Does compress work when you are doing a select from one compressed table to another compressed table, or from a production server to a development server?
Can you revert back to an uncompressed database?

Thanks again for the great website! Always lots to read and discuss here 🙂

Reply
- Brent Ozar
  April 20, 2012 6:53 am
  
  Rudy – compression is totally invisible to queries. It only affects how the database engine writes stuff to disk. You can indeed revert by taking away the compression, but keep in mind that databases with compressed objects can only be attached to SQL Server instances running Developer or Enterprise Edition.
  
  Reply
Rudy Panigas
April 20, 2012 6:59 am

Thank you Brent! One last comment, is there any reason why you wouldn’t use compression on a database?

Reply
- Brent Ozar
  April 20, 2012 7:00 am
  
  Yes, there’s several. If my disaster recovery server is Standard Edition, if I’m dealing with very frequently updated data, if I’m dealing with data that doesn’t compress well, etc. You want to test it out in each case and monitor it closely to make sure it’s solving a problem – like any other feature, don’t implement it unless it’s the best solution to a problem you’re trying to solve.
  
  Reply
Rudy Panigas
April 20, 2012 7:13 am

Once again, Brent (Bacon Man) Ozar saves the day!

Thank you for all your great information and help!

Reply
Gilbert Gamache
October 15, 2013 1:45 pm

In our production environnment, our databases are not compressed. But we are looking to compress them in our (multiple, virtual) developpment environnement. Did someone ever tried that configuration, would they recommend it.
I see problem with Database Project and also with performance comparison (although not an issue in development)

Reply
- Brent Ozar
  October 16, 2013 5:32 am
  
  Gilbert – well, what problem are you trying to solve?
  
  Reply
  - Gilbert Gamache
    October 16, 2013 8:02 am
    
    We want to reduce our development footprint. With over 500 virtuals machines (each developer has his own farm of 3-5 machines), most of the disk space used by data.
    
    Reply
    - Brent Ozar
      October 16, 2013 8:47 am
      
      OK, gotcha.
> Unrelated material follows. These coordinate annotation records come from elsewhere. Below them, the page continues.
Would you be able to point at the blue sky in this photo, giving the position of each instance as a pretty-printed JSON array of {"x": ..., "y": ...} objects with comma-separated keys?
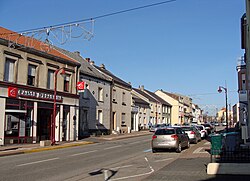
[{"x": 186, "y": 46}]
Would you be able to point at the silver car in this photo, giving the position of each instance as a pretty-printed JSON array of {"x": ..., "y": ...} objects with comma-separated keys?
[{"x": 170, "y": 138}]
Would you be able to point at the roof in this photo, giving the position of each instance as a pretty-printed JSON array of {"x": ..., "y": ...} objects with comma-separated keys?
[
  {"x": 162, "y": 101},
  {"x": 36, "y": 44},
  {"x": 115, "y": 79},
  {"x": 144, "y": 94},
  {"x": 86, "y": 67},
  {"x": 139, "y": 100},
  {"x": 174, "y": 96}
]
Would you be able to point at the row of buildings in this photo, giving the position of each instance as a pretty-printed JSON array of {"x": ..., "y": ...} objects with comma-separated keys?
[{"x": 47, "y": 93}]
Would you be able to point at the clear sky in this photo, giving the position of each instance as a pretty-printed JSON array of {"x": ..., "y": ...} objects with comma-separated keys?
[{"x": 187, "y": 46}]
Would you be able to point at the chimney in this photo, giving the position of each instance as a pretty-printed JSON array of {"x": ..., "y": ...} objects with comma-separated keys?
[
  {"x": 102, "y": 66},
  {"x": 77, "y": 53},
  {"x": 87, "y": 59},
  {"x": 92, "y": 62}
]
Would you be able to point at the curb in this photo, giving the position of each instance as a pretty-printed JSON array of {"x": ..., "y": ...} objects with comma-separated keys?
[
  {"x": 38, "y": 149},
  {"x": 228, "y": 169}
]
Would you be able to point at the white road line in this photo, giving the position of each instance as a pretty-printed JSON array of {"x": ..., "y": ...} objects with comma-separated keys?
[
  {"x": 148, "y": 150},
  {"x": 125, "y": 166},
  {"x": 139, "y": 142},
  {"x": 207, "y": 143},
  {"x": 164, "y": 160},
  {"x": 198, "y": 150},
  {"x": 112, "y": 147},
  {"x": 41, "y": 161},
  {"x": 83, "y": 153}
]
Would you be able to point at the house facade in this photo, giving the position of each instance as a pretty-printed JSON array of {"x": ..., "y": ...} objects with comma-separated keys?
[
  {"x": 140, "y": 112},
  {"x": 95, "y": 99},
  {"x": 120, "y": 103},
  {"x": 32, "y": 88},
  {"x": 177, "y": 110}
]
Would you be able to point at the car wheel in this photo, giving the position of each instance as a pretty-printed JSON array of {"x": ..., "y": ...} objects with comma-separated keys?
[
  {"x": 178, "y": 149},
  {"x": 195, "y": 141}
]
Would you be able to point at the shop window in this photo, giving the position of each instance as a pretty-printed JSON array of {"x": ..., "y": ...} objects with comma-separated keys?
[
  {"x": 11, "y": 124},
  {"x": 100, "y": 94},
  {"x": 123, "y": 119},
  {"x": 123, "y": 99},
  {"x": 50, "y": 79},
  {"x": 114, "y": 95},
  {"x": 100, "y": 116},
  {"x": 66, "y": 83},
  {"x": 31, "y": 75},
  {"x": 9, "y": 70}
]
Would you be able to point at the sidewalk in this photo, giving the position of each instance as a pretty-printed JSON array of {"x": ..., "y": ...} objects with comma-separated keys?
[
  {"x": 15, "y": 149},
  {"x": 191, "y": 169}
]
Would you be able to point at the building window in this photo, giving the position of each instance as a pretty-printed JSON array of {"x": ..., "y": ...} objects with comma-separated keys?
[
  {"x": 31, "y": 75},
  {"x": 123, "y": 119},
  {"x": 66, "y": 83},
  {"x": 100, "y": 116},
  {"x": 100, "y": 94},
  {"x": 9, "y": 70},
  {"x": 114, "y": 95},
  {"x": 123, "y": 98},
  {"x": 50, "y": 80}
]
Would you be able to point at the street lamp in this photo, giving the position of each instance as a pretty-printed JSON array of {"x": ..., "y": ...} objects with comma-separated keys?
[
  {"x": 53, "y": 122},
  {"x": 220, "y": 90}
]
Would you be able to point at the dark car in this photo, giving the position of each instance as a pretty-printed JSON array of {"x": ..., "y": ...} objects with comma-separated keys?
[
  {"x": 170, "y": 138},
  {"x": 209, "y": 127}
]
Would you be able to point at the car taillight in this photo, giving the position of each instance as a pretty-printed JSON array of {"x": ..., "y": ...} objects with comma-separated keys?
[
  {"x": 174, "y": 136},
  {"x": 153, "y": 137}
]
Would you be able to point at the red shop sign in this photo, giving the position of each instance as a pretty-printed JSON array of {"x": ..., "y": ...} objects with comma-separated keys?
[
  {"x": 80, "y": 85},
  {"x": 12, "y": 92}
]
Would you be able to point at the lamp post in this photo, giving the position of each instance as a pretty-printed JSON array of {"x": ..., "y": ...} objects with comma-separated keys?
[
  {"x": 53, "y": 122},
  {"x": 220, "y": 90}
]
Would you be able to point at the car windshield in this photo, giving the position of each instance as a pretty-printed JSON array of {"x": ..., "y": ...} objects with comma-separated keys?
[
  {"x": 186, "y": 128},
  {"x": 165, "y": 132}
]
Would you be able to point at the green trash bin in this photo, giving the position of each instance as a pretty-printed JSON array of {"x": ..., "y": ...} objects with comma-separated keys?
[{"x": 216, "y": 144}]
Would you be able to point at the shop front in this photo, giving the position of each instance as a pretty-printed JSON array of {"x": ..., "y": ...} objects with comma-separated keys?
[{"x": 28, "y": 116}]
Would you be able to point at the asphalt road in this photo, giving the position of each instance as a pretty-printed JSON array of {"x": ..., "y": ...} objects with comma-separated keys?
[{"x": 127, "y": 159}]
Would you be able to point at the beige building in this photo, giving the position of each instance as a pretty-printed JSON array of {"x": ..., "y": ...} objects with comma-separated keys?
[
  {"x": 177, "y": 112},
  {"x": 27, "y": 89},
  {"x": 121, "y": 103}
]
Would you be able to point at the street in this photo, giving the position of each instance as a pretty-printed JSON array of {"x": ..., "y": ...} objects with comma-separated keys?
[{"x": 127, "y": 159}]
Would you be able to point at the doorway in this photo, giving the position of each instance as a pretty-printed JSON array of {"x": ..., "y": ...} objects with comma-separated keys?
[{"x": 44, "y": 118}]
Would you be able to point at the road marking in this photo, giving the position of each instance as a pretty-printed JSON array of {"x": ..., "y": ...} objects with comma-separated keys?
[
  {"x": 164, "y": 160},
  {"x": 139, "y": 175},
  {"x": 112, "y": 147},
  {"x": 198, "y": 150},
  {"x": 41, "y": 161},
  {"x": 83, "y": 153},
  {"x": 139, "y": 142},
  {"x": 148, "y": 150},
  {"x": 125, "y": 166},
  {"x": 207, "y": 143}
]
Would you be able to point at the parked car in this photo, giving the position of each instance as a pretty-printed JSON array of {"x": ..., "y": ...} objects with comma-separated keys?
[
  {"x": 224, "y": 123},
  {"x": 157, "y": 126},
  {"x": 210, "y": 129},
  {"x": 202, "y": 130},
  {"x": 193, "y": 133},
  {"x": 170, "y": 138}
]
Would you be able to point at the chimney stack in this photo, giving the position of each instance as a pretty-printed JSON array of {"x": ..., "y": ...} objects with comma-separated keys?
[
  {"x": 102, "y": 66},
  {"x": 87, "y": 59},
  {"x": 77, "y": 53}
]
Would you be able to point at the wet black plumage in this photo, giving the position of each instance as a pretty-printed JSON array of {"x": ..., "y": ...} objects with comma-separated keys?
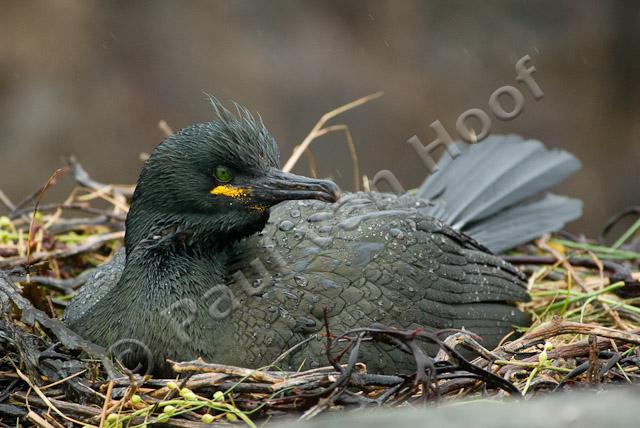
[{"x": 222, "y": 270}]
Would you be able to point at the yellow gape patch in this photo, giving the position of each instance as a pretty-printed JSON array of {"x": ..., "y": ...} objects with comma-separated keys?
[{"x": 230, "y": 191}]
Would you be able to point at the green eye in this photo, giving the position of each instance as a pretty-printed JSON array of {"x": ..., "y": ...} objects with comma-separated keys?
[{"x": 223, "y": 174}]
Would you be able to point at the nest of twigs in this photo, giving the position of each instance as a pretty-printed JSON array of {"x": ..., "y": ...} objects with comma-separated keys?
[{"x": 585, "y": 334}]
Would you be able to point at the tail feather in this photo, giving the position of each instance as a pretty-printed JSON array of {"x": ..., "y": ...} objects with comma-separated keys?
[
  {"x": 486, "y": 191},
  {"x": 525, "y": 222}
]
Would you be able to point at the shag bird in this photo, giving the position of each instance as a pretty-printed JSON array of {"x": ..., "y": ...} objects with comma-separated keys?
[{"x": 230, "y": 259}]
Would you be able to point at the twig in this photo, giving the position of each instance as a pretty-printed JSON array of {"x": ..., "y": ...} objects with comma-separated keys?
[{"x": 319, "y": 130}]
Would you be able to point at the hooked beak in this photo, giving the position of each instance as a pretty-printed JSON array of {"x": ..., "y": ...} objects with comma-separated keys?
[{"x": 278, "y": 186}]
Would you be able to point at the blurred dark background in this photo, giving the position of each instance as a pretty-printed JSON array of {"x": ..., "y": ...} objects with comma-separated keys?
[{"x": 93, "y": 78}]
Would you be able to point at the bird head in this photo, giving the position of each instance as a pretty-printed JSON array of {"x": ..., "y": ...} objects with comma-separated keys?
[{"x": 217, "y": 179}]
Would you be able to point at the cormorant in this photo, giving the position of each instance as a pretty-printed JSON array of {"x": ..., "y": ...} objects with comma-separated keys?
[{"x": 230, "y": 259}]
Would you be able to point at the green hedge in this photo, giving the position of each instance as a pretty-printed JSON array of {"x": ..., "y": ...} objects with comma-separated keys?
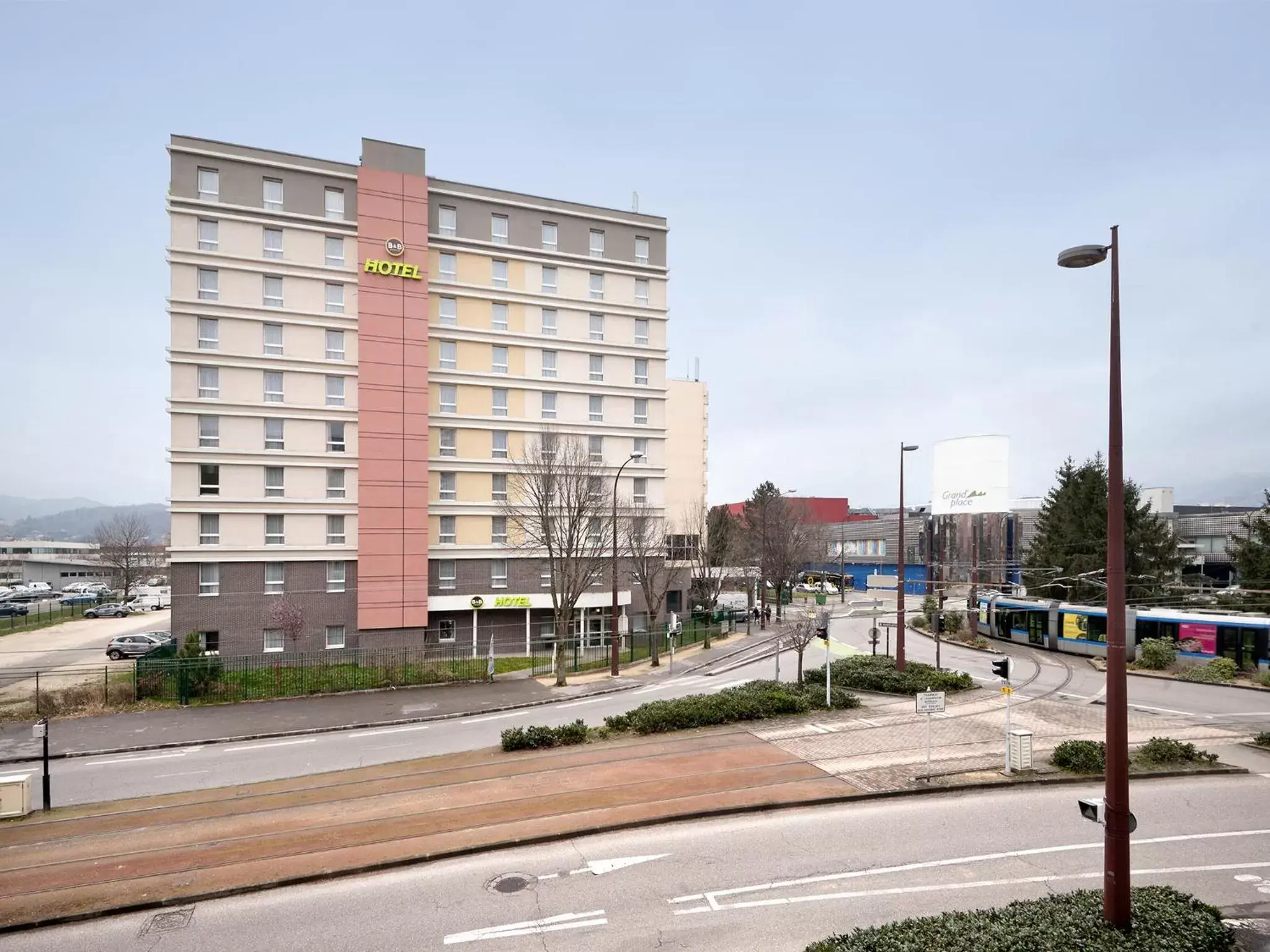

In that case, you’re talking about managing database compression across many VMs. I’d rather manage compression at the VMware storage layer.
      
      Reply
Matt
September 5, 2014 1:11 am

Thanks for the entertaining article Brent! a bit different from reading BOL. One question, after applying compression to table are newly inserted rows compressed like the existing data, or will compression need to be replied at some stage in the future to pick up these new rows?

Reply
- Brent Ozar
  September 5, 2014 10:08 am
  
  Matt – thanks! You’ll want to dig into BOL for details – it’s in the When Compression Occurs section here: http://msdn.microsoft.com/en-us/library/cc280464.aspx
  
  Reply
  - Francisco Tapia
    May 21, 2015 4:29 pm
    
    Brent,
    thanks for the informative articles. One question came up the other day, I keep reading that compression simply compresses the data in the index and table, I don’t see anything anywhere that also “rebuild/reorganizes” the index in the same processes. Is it mis-information to think a compression will also incur a rebuild of your indexes in the process?
    
    Reply
    - Brent Ozar
      May 23, 2015 11:24 am
      
      Francisco – if you’re enabling compression in order to perform an index rebuild, I’d humbly suggest that you just rebuild an index if that’s what you need.
      
      Reply
      - Francisco
        May 26, 2015 10:41 am
        
        Brent,
        I did find a line of text from one of the MS articles outlining that performing a database compression will also rebuild the indexes in the table. however, the reason the current dba did this was because there are thousands of tables in this vendor db. Reading your other articles on performance makes me think there are several tables he may wish to pull out of compression for speed alone. btw, this database was over 2tb before the compression.
Kyle
October 14, 2015 2:40 pm

How are columnstore indexes affected in SQL 2012? I see that they added extra compression features for 2014+ versions but not seeing any mention of 2012. Does the columnstore just use its own compression? Thanks!

Reply
- Kyle
  October 22, 2015 12:52 pm
  
  Finally see the light lol… since there is no inheritance it’s not like the compression would “trickle down” to a nonclustered columnstore anyway. On the other hand, a clustered columnstore in 2014+ would get compressed with a table perhaps? Am running up the learning curve on Enterprise features…. 😉
  
  Reply
Darek
February 12, 2016 6:40 am

Hi Brent.

If I may… If you have a big table or a big index with only integers in it, would it make sense to apply the page compression option to it? Or row compression would be more sensible?

Thanks.

Best,
Darek

Reply
- Brent Ozar
  February 12, 2016 6:41 am
  
  Darek – I’ll answer that with a question. Is there a command you can use to estimate compression on a table to see which compression makes the most sense?
  
  Reply
Donald R. Cavin
February 19, 2016 10:18 am

Ok, got a weird one Brent. @@version (10.0.5520.0, yeah I know old as the hills, not most recent sp, let along cu, mea culpa)…

…but…

…have you ever seen page compression (clustered pk only index) cause dupicate key violations on insert?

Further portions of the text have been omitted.